There’s really no way to say it delicately, so I’ll just come right out with it. It’s time to move on from Beau Baldwin as Head Football Coach at Cal Poly — or at least, time to start thinking about it.

Don’t get me wrong, I understand why the school and Athletic Director Don Oberhelman originally hired him. They hired him because he used to be a damn good head coach. In fact, his .726 winning percentage during his time at Eastern Washington (2008-2016) is still the best in the school’s history.

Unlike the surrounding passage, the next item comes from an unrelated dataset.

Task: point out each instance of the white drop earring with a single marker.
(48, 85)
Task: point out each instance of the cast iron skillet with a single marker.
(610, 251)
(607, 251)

If Cal Poly had hired Baldwin to be their coach right after his tenure at EWU was finished, I think it would’ve worked out a lot better. Because then, he would’ve been hired immediately after a career that included five Big Sky Conference titles, six FCS Playoffs appearances and the 2010 FCS National Championship, which remains the only one in EWU history.

But, it turns out that three years in between head coaching jobs can do a lot to a coach’s success. 

Since Cal Poly President Jeffrey Armstrong introduced Baldwin as head coach on Dec. 11, 2019, Baldwin has coached the Mustangs to just four wins, held a lead in only nine games and his teams have been outscored by halftime by a total of 429 points, according to Go Poly.

Baldwin has the fewest number of wins by any Cal Poly head coach through their first 25 games in school history. And, he also has an 0–5 record versus UC Davis and Sacramento State — the team’s two biggest rivals — since taking over.

So why does the school insist on keeping him? Certainly not for the four wins in 25 games. 

One reason might be the tendency of his players to be very successful academically — something that Cal Poly prides itself on as a whole, not just when it relates to athletics. Baldwin has a reputation for graduating players, but he also had a reputation and results at EWU of award-winning, talented players. Cooper Kupp, anyone? Sadly, he hasn’t had that during his time in San Luis Obispo so far. 

Whether that’s due to the program simply not having enough of a reputation, or because Baldwin and his staff themselves haven’t made enough of an effort to go out and get players that can match up with the size and physicality of other teams in the Big Sky, their lack of game-changers are a major problem that needs to be addressed as soon as possible. 

In Baldwin’s introductory press conference, President Armstrong said that “it’s time for football to rise to the level of academics.”

If that’s still true almost three years later (and I’d like to think it is), then it’s time for the coach and his staff to shift their focus away from graduation rate and more toward win percentage. If not, then the school needs to find a coach who will.

Another reason, and perhaps the biggest reason, why the school should be tightening the leash on Baldwin for next season is the god-awful offense he’s brought to the Mustangs. Which is odd, considering that they hired him because he was an offensive-minded coach.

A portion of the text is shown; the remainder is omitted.